Отсюда ей было слышно, как дышит Жук. Порывы, запинки, рваный ритм. Иногда она всхрапывала, случались целые интервалы ровного дыхания. Эверилл слышала, как Жук в полусне меняет позу, с усилием устраивается повыше на подушках. И еще Эверилл наблюдала за капитаном, который в это время выходил на прогулку. Она не знала, видит ли он ее. Он никак не показывал этого. Никогда не смотрел в ее сторону. Он смотрел прямо перед собой. Он совершал необходимый моцион по ночам, когда менее вероятно, что встретишь кого-нибудь и придется быть вежливым. Взад-вперед, взад-вперед вдоль борта. Эверилл застывала, чувствуя себя лисой в кустарнике. Ночным зверьком, который наблюдает за прохожим. Но она была уверена, что капитан не испугается и не удивится, если его окликнуть. Разумеется, он знал и видел все, что происходит на борту. Знал о ее присутствии, но игнорировал — из вежливости или из уважения к чужой тайне.
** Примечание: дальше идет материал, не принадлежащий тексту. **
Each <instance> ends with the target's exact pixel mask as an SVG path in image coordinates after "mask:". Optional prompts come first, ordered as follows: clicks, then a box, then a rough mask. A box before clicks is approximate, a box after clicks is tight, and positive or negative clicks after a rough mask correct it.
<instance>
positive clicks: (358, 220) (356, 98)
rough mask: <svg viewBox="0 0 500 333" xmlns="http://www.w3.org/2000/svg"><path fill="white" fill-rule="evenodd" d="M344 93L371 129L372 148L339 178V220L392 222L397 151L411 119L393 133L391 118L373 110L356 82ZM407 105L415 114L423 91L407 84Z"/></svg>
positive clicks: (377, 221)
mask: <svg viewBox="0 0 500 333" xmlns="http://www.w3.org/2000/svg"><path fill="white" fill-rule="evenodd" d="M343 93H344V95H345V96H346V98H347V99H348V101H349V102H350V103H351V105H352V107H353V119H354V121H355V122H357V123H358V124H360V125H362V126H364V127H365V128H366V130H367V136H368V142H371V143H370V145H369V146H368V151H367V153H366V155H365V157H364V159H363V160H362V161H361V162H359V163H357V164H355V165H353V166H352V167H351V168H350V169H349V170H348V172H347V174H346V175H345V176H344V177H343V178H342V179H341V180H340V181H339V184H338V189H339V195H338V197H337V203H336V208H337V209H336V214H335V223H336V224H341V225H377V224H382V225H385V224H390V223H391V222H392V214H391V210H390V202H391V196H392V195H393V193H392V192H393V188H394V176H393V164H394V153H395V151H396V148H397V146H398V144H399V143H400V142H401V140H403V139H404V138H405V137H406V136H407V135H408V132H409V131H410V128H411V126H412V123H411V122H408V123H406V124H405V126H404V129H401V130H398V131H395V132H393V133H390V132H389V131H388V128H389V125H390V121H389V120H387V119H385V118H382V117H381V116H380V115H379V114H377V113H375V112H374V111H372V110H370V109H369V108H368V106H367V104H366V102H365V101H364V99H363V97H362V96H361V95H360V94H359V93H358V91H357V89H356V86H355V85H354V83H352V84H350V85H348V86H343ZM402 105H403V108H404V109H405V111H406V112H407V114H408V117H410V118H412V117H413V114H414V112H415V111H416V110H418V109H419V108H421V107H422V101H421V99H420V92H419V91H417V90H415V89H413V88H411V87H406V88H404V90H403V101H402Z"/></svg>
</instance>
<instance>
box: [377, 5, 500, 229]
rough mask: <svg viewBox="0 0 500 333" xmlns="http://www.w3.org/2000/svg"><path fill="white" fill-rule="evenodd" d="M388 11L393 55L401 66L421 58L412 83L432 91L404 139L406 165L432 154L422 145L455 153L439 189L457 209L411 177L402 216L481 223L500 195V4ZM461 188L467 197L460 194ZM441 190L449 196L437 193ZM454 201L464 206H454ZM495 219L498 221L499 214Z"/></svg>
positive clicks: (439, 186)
Эверилл подумала о планах Джанин на капитана и мысленно согласилась с Жук, что они обречены на провал. Эверилл была бы очень разочарована, если бы Джанин добилась своего. У Эверилл сложилось мнение, что капитан эмоционально самодостаточен. У него не было потребности ни за кем таскаться, льстить, провоцировать, подстерегать в засаде. Никаких «смотри на меня, слушай меня, восхищайся мной». Ничего подобного. Его ум был занят другими делами. Судном, морем, погодой, грузом, экипажем, своими рабочими обязанностями. Наверняка пассажиры его уже ничем не могут удивить. Они всего лишь определенная категория груза, требующая специфической заботы. Праздные или больные, похотливые или горюющие, любопытные, нетерпеливые, интриганы, замкнутые и необщительные — он все это уже перевидал. Он сразу заглядывал к ним в души, но не дальше, чем нужно. Наверняка и замыслы Джанин он тоже разглядел. Старая история.
Как он решал, когда заканчивать прогулку? Засекал время? Считал шаги? Он был седой, с отличной осанкой, полноватый в талии — эта полнота не столько говорила о любви к излишествам, сколько придавала ему миролюбивой начальственности. Жук не придумала для капитана никакого прозвища. Она назвала его хитрым шотландцем и больше не проявляла к нему интереса. На нем не было ни ярлычков для зацепки, он не совершал показушных поступков, которые можно прокомментировать. Он был уже завершенным человеком, а не творил себя на ходу, используя подвернувшихся встречных в качестве стройматериала.
Как-то ночью, перед приходом капитана, до Эверилл донеслось пение. Пела Жук. Эверилл слышала, как Жук проснулась, устроилась поудобнее и запела.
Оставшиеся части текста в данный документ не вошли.